China’s People’s Liberation Army (PLA) has begun soliciting pitches from military vendors to build a test bed for a “magnetized plasma artillery” system, said to be capable of firing projectiles in excess of Mach 6. The weapon system, which was first patented in 2015, wouldn’t fire plasma, but would rather leverage it to enable the high launch velocity of artillery projectiles.

Although the name alone suggests China may be reaching into the realm of science fiction with this proposal, the science behind it may be leaning more toward fact. According to the patent filed with the National Intellectual Property Administration (as related by the PLA itself), the system would use magnetized material throughout the gun barrel and a magnetic field generator to produce a field inside the barrel.

The immense pressure within the barrel upon firing would cause some of the gas to ionize into plasma as the projectile is pushed forward. The magnetic field would reduce the level of radiant force absorbed by the barrel and even the amount of friction experienced by the projectile, allowing the platform to fire artillery projectiles at hypersonic speeds in excess of Mach 6 (at least, according to the patent). In theory, the electromagnetic “sheath” inside the barrel could even reduce heat transfer into the barrel, allowing for more consistent, continued, or even faster firing of the weapon than can be accomplished with conventional artillery.

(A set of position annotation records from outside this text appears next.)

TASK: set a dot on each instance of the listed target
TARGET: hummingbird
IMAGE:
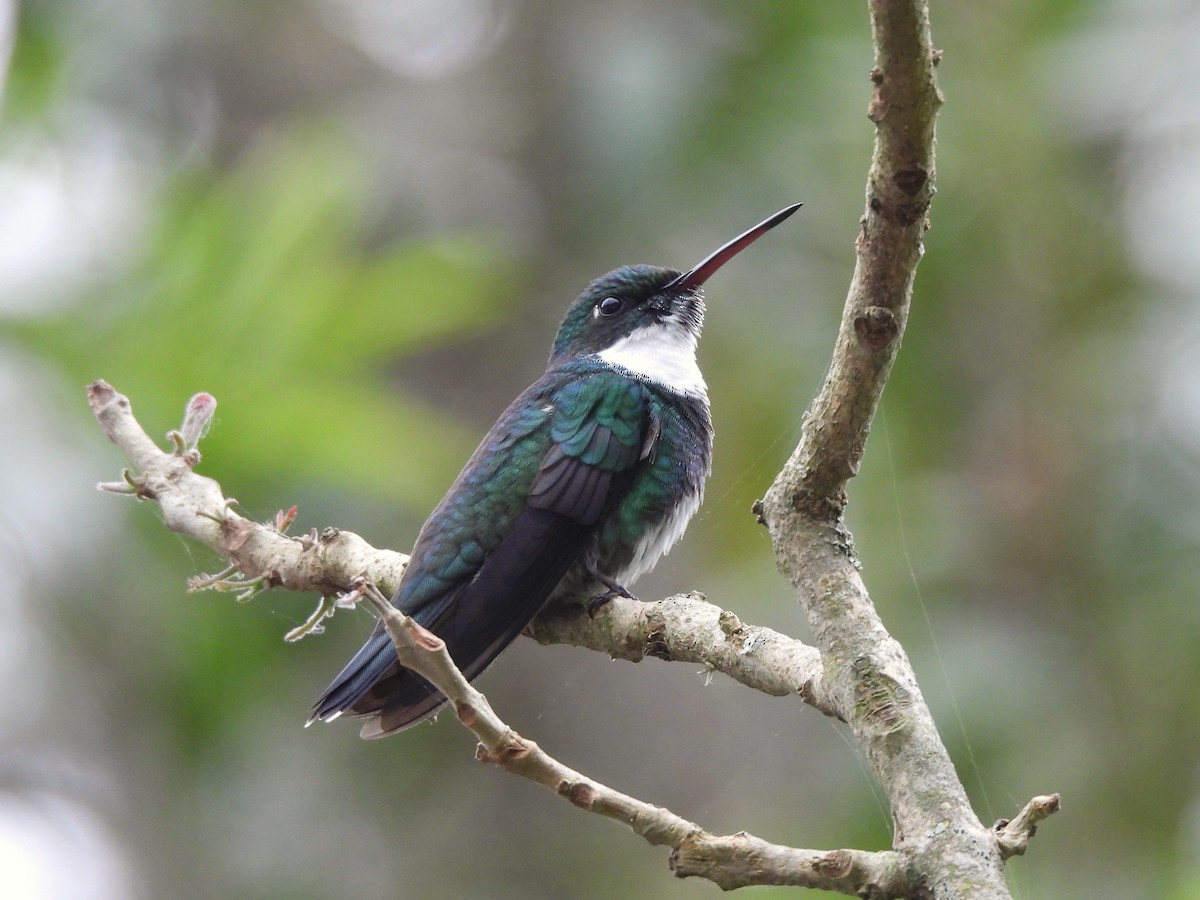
(583, 483)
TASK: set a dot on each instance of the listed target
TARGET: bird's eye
(610, 306)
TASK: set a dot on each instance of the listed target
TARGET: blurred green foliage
(357, 223)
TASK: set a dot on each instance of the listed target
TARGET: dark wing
(545, 475)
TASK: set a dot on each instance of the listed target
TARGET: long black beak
(700, 273)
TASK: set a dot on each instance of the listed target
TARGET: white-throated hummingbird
(581, 485)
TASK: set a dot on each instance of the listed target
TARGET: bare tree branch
(867, 675)
(730, 861)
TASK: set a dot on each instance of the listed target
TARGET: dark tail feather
(485, 617)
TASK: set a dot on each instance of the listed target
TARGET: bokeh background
(357, 223)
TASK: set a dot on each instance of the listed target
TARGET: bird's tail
(477, 622)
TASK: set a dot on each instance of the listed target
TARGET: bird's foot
(613, 591)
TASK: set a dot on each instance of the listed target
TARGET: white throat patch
(663, 353)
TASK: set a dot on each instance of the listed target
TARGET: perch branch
(729, 861)
(681, 628)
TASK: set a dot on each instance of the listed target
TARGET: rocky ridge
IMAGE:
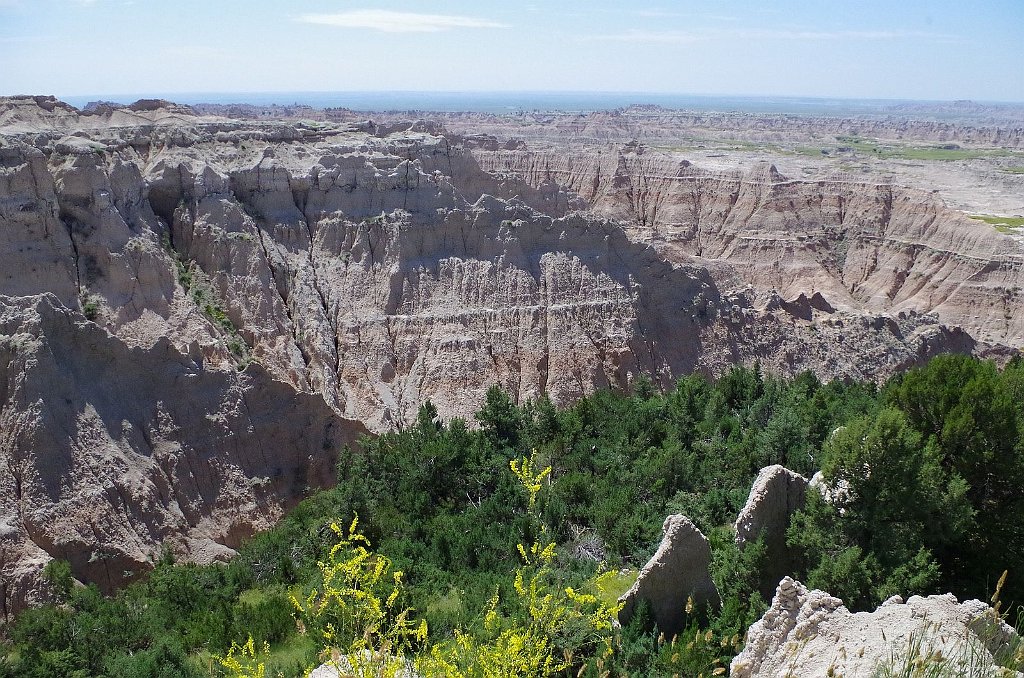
(813, 635)
(341, 272)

This system may not fire projectiles at velocities that would match the railgun China’s People’s Liberation Army-Navy recently began testing, but its advantages may more than make up for the reduced velocity. An electromagnetic railgun would likely require far more energy to operate than the magnetized plasma artillery system, which would require an electronic field but would rely on more traditional methods of propulsion. While the railgun could really only be supported on things like large navy ships, a magnetized plasma artillery system could potentially be housed in much smaller vehicles.

The result would be a Mach 6-capable artillery shell with an estimated range of 100 kilometers, or about 62 miles. Although the Army is working on a high-powered artillery system with the stated goal of a 1,000-mile range, even America’s most advanced M777ER artillery platforms were only recently able to muster around 43 miles in range–a match for Russia’s most capable platforms.

Of course, soliciting a test bed for a new platform is not the same as proving new weapons technology is feasible. A number of hurdles and likely years worth of continued research and development remain before China could actually field any such weapon. If it does prove feasible, it could result in a shift in the way more large weapons systems are developed for the PLA.